While having separate rooms for each team instead of openspace would make things much better, I personally would still prefer to have a choice to work from home. I found that few days when I was sick and worked from home turned out to be no less productive than an average day in the office, and most times even more productive. Always more comfortable.

It would be awesome to have an oportunity to work from home and be judged by results, not by hours in the chair.
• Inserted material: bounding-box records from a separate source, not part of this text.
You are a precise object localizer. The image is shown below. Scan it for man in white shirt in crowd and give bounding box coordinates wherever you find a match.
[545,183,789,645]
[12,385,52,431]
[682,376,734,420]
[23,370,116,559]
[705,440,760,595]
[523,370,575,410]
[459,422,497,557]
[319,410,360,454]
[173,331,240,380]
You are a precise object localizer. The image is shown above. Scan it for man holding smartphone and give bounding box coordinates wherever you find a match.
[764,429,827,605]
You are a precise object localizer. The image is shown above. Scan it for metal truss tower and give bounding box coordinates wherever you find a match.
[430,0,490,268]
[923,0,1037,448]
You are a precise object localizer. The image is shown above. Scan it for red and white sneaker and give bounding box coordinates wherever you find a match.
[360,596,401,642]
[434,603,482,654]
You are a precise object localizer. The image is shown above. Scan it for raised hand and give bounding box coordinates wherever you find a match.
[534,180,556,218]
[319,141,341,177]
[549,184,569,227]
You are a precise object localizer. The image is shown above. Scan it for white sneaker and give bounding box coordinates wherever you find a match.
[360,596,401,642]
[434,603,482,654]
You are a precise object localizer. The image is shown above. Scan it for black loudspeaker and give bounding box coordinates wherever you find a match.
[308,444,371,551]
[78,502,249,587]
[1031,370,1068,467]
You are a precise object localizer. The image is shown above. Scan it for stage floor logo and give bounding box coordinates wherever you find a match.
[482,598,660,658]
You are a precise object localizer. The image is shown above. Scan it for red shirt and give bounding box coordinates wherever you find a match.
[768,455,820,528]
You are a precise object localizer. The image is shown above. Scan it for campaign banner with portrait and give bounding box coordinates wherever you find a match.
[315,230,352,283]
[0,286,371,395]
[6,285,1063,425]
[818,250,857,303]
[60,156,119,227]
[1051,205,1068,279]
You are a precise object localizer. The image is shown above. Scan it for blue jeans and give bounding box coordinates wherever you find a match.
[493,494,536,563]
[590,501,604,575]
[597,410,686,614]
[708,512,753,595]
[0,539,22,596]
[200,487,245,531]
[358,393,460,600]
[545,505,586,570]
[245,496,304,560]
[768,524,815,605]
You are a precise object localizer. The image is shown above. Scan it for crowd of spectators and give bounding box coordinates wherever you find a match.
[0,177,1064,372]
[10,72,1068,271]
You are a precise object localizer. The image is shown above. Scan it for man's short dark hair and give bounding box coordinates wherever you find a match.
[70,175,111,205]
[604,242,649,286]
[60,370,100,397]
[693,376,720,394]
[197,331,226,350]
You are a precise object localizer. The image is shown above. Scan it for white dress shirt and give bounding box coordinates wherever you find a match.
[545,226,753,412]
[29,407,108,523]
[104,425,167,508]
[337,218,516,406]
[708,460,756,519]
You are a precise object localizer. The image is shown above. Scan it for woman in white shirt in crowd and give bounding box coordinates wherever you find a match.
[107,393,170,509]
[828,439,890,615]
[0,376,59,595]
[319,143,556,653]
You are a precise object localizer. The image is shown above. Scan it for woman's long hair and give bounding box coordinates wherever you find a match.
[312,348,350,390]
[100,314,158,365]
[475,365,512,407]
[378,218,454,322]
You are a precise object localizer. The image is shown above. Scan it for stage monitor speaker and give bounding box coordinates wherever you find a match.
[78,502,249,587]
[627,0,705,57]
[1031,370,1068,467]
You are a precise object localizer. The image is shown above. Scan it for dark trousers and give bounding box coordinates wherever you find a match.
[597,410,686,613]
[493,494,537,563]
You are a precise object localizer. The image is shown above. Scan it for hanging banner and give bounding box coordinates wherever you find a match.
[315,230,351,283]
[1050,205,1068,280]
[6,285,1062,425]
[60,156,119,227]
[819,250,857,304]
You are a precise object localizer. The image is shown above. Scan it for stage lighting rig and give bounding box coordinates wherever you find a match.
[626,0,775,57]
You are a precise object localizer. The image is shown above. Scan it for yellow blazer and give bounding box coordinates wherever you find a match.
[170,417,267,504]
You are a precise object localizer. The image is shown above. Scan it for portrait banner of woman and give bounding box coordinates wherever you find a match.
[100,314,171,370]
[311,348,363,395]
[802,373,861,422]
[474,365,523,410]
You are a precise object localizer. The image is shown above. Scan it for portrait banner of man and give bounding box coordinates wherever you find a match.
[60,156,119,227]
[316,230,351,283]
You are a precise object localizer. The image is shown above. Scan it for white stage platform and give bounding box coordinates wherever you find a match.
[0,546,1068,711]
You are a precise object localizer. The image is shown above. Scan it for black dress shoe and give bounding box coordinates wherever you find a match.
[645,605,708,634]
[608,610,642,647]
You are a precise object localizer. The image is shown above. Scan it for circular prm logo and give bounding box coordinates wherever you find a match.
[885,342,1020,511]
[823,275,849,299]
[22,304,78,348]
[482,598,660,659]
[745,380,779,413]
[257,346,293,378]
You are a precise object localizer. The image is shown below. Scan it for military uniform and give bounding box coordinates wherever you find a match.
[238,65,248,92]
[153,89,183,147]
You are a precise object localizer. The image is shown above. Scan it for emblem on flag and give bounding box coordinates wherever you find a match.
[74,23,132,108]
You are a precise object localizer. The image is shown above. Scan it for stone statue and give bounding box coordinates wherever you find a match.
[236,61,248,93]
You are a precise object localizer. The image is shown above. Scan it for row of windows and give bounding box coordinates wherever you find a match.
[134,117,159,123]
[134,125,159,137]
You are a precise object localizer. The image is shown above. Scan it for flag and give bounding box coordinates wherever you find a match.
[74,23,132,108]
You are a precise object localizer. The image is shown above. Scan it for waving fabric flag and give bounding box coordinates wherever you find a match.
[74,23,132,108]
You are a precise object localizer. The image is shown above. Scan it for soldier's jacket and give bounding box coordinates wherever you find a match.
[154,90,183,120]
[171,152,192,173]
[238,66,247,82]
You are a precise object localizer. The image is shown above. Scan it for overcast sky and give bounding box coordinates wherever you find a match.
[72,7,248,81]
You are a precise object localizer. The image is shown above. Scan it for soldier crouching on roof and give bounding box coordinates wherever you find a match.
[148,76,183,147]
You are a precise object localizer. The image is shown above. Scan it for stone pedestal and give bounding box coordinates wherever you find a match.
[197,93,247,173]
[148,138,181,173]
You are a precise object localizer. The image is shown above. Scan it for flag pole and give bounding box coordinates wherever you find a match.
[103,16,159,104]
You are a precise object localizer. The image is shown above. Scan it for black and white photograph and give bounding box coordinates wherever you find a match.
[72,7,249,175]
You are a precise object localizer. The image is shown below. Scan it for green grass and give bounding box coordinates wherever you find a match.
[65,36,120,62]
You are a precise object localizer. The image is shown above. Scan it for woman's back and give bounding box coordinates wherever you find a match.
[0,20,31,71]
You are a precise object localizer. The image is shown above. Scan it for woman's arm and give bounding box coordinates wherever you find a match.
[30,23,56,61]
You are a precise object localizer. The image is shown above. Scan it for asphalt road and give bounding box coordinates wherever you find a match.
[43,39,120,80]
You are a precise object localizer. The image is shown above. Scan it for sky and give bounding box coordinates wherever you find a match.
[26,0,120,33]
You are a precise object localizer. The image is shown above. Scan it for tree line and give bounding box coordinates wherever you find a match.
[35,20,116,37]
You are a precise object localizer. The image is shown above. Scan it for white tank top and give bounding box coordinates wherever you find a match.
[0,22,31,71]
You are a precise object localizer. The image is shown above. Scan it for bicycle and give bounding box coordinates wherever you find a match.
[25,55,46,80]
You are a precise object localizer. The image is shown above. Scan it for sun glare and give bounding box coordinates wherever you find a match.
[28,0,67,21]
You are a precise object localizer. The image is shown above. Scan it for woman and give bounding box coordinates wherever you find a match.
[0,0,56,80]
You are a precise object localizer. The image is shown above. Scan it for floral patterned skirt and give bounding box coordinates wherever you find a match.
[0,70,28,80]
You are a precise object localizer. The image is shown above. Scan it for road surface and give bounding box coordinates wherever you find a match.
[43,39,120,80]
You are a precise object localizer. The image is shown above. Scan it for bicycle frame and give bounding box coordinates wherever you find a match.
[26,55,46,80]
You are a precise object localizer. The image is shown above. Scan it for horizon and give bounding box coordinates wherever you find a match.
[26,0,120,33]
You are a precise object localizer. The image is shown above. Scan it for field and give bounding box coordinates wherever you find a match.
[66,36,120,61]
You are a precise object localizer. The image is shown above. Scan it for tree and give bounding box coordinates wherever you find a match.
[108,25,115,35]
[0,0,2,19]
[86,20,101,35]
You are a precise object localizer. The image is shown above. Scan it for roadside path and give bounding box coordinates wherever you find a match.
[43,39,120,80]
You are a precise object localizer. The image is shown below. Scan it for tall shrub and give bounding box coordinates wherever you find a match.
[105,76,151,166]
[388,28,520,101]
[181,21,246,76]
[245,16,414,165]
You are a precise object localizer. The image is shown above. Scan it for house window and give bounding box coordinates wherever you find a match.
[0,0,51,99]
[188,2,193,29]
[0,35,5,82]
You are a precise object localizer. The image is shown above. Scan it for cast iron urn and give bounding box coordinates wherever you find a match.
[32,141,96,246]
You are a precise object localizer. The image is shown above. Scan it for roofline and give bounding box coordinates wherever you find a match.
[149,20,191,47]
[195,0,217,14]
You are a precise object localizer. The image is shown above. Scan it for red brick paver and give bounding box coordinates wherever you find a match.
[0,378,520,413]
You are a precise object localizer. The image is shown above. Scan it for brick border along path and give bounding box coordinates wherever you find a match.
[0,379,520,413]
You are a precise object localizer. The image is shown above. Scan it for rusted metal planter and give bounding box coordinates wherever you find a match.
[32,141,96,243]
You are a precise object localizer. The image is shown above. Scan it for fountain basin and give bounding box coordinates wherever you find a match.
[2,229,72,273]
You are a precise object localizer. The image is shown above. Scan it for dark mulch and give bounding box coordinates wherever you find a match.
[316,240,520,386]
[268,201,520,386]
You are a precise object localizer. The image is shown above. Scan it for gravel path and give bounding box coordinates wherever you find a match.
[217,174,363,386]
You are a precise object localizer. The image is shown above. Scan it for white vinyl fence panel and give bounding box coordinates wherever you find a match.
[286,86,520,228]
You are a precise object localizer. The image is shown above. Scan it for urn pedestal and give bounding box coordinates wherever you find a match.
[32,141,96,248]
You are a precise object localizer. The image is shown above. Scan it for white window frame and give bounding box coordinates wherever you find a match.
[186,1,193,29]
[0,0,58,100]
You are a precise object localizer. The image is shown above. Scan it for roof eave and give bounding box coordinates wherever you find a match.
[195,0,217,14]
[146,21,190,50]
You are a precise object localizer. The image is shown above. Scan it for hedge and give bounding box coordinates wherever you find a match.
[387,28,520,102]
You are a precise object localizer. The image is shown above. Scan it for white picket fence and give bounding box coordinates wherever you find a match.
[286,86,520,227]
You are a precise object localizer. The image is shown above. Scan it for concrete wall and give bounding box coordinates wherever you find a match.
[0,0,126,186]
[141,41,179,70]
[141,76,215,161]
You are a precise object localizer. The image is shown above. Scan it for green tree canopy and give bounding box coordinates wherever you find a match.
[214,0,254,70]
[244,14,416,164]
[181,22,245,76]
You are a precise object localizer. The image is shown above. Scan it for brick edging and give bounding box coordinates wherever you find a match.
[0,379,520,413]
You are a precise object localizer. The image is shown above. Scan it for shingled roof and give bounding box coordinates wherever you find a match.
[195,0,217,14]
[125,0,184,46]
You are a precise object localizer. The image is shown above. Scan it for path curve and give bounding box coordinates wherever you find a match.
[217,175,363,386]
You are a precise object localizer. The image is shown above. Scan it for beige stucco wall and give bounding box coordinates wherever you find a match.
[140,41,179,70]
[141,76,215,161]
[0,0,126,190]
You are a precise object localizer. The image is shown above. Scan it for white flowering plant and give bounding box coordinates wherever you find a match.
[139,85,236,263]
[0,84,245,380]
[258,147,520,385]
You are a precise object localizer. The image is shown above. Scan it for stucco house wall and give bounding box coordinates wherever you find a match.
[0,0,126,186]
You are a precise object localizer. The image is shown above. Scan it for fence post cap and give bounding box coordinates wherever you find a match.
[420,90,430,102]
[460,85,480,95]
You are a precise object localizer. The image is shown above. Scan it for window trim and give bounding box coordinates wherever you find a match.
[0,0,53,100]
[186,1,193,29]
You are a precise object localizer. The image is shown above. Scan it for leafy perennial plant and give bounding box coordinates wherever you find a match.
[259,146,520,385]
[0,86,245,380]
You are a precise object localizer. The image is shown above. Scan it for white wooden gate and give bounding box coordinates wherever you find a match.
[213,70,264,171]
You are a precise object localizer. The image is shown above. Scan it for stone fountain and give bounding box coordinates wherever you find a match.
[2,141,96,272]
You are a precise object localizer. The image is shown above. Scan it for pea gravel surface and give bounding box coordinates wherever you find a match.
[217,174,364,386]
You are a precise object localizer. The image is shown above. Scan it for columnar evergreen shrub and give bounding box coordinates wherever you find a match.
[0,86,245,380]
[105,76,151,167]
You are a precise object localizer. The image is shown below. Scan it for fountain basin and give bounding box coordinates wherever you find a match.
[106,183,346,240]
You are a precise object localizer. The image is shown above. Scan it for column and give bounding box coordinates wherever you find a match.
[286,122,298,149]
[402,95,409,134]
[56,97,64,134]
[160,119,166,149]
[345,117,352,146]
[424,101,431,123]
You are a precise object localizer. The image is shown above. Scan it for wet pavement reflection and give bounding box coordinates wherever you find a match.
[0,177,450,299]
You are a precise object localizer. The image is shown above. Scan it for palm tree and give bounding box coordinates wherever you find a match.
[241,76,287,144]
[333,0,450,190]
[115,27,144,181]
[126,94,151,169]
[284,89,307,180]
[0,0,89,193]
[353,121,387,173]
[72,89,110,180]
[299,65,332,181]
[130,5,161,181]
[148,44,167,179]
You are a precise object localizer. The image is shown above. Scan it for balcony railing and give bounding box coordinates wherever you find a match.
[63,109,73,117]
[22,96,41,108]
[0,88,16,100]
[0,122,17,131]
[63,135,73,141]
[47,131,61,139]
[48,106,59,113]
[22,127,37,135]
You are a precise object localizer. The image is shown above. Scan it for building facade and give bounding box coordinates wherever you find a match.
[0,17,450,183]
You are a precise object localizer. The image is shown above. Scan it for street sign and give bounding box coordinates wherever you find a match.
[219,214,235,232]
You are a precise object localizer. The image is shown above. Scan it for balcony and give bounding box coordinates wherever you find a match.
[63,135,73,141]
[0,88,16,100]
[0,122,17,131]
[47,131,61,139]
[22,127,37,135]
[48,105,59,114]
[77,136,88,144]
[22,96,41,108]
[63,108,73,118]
Especially since many IT companies seem to be already evaluating performance by results. Company I currently work for has a thorough system of logging and evaluating successes and results, and no one really sticks for hours as far as I know. Yet it is not a common practice to allow employees to work from home, aside from emergencies and special cases. I wish it was. One of the reasons I want to go to contracting in few years is to have an opportunity to live out of Auckland in a nice house with good internet and do all the work from there. In my book it beats both living in the center of Auckland to be near office and living outside of Auckland and spending few hours every work day on commuting. I'd rather work 9 hours from home than work 8 hours in the office and spend another hour on getting there and back.

*about research and more, there is an awesome book “Quiet: The Power of Introverts” by Susan Cain. It quotes and references quite a lot of scientific research in the area. I highly recommend it to anyone who’s interested in how people work.